The Food for Life scheme, run by the Soil Association, was launched with the aim of improving food in schools but has been extended to other settings such as hospitals and care homes. Their Hospitals Network was set up to help support hospitals to provide a better ‘food environment’ for patients, staff and visitors. As well as a focus on the quality and range of food on offer to patients, there has also a move towards environmental considerations such as reducing food waste and sourcing sustainable food.
While progress has been made in hospital catering, there is still work to be done. In February 2020 a survey published by the Patient Association shows that patients are still unsatisfied with hospital food. This graph for example, shows the most common reasons for people not finishing their whole meal.
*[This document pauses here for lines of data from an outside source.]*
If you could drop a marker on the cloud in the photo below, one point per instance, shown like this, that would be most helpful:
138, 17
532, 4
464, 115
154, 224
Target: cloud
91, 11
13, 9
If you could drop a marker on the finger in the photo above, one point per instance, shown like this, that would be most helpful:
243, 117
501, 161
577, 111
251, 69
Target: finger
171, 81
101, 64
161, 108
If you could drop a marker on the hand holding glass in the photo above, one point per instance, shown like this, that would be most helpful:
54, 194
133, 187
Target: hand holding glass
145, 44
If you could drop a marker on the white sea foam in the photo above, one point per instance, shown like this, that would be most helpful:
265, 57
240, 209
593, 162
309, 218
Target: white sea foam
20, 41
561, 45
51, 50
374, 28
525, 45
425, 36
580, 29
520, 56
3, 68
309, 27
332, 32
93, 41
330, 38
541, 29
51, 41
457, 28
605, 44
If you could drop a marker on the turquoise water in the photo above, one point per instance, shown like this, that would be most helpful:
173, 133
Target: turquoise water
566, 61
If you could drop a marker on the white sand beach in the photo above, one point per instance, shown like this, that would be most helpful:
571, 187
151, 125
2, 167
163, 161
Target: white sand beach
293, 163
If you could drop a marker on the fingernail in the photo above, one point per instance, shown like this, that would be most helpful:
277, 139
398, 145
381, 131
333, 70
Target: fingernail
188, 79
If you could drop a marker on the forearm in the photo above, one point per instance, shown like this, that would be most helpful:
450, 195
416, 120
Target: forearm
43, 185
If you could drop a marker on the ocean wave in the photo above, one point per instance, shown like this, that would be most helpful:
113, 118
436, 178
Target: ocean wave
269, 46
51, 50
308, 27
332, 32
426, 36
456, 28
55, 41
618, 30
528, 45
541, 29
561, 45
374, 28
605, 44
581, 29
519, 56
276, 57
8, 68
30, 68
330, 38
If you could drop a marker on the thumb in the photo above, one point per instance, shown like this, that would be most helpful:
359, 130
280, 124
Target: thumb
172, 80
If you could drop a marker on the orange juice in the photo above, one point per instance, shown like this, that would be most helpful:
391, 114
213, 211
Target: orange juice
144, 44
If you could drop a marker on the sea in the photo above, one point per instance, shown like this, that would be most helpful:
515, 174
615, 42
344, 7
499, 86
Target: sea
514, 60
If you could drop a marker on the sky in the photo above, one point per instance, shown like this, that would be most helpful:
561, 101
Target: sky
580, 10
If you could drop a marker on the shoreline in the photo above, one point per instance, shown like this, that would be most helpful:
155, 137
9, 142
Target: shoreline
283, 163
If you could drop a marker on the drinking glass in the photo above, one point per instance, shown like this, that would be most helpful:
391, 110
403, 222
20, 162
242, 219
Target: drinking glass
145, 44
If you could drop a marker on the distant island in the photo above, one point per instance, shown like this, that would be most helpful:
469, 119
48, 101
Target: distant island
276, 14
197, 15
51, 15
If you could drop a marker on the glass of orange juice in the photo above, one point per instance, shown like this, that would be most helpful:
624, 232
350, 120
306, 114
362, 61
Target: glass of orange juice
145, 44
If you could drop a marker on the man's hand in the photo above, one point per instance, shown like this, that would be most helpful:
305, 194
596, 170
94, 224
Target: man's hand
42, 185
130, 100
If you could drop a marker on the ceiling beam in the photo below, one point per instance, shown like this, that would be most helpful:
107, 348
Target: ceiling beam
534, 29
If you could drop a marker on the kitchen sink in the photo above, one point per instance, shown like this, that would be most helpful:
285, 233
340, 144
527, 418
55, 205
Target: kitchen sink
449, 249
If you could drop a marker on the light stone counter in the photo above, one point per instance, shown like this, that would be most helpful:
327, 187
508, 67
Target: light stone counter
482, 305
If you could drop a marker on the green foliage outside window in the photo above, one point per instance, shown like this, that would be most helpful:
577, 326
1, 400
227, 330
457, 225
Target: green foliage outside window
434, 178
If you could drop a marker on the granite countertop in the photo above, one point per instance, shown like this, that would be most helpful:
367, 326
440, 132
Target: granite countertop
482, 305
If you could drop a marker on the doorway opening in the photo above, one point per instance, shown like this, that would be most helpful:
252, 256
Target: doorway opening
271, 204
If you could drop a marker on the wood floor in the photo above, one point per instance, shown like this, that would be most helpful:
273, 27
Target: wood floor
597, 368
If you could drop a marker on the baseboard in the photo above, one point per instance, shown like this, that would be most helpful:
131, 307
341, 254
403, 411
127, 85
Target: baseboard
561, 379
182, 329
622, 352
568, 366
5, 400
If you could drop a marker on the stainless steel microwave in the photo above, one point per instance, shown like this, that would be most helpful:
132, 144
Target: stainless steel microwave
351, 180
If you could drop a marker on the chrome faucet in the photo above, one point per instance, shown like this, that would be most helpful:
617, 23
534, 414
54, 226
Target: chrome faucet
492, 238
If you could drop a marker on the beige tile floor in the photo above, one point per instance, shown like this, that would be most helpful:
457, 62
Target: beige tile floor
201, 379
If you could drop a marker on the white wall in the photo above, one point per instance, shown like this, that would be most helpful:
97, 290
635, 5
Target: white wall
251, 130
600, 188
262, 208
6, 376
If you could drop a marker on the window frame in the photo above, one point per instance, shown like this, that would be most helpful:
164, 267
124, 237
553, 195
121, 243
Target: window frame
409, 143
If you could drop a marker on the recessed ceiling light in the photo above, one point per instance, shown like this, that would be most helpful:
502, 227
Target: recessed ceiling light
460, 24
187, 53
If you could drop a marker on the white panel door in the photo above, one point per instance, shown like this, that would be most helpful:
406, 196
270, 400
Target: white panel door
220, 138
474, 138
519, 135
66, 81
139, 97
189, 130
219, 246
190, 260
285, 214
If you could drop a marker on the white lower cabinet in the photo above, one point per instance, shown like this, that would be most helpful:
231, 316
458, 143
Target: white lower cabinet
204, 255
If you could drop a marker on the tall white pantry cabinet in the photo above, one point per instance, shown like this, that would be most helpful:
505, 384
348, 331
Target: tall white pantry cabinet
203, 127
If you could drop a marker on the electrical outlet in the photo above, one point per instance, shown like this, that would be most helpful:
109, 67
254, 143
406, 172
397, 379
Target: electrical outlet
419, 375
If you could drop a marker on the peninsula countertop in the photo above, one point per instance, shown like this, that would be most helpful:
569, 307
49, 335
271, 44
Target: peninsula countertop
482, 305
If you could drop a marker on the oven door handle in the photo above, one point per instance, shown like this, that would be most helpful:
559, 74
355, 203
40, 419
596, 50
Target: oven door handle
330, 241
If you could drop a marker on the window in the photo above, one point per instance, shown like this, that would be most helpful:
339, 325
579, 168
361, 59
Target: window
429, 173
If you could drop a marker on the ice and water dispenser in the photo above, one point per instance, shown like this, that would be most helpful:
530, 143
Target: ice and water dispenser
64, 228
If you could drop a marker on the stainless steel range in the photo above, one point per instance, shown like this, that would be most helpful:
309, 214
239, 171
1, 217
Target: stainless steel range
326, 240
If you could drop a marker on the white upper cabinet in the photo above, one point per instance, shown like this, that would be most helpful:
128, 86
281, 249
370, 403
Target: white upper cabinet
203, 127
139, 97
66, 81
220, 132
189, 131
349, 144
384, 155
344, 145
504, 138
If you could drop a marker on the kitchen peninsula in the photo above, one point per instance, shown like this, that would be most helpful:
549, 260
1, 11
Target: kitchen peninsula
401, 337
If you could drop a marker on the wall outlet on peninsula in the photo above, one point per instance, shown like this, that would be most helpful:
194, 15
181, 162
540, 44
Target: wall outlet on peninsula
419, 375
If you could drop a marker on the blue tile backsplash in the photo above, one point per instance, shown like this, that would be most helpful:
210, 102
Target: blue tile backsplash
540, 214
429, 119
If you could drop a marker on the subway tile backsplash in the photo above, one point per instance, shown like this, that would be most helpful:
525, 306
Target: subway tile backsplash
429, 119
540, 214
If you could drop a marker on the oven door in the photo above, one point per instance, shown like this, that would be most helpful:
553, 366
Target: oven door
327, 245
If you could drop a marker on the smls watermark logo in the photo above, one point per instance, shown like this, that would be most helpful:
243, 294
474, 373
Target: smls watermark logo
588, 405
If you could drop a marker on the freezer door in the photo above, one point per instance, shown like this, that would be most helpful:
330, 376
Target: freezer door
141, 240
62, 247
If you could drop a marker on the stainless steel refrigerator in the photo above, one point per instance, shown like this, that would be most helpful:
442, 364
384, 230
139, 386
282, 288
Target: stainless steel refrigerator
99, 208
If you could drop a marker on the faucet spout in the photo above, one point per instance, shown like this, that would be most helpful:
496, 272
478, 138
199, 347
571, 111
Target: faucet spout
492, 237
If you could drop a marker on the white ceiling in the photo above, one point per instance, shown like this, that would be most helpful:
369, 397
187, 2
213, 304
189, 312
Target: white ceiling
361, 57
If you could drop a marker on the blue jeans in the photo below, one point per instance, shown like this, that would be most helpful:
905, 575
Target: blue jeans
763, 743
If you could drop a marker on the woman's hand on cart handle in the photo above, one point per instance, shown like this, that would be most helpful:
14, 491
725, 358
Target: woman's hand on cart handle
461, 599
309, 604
Following this, in October 2020, the government published an independent review of NHS hospital food. Many of the concerns raised in these reports reflect issues that were of concern in the past are still a concern today. The provision of varied, nutritious and palatable food; providing staff with the equipment needed to produce high-quality meals and the adoption of a holistic view of the relationship between diet, nutrition and wellbeing remain key ingredients in ensuring the delivery of quality food in the health service.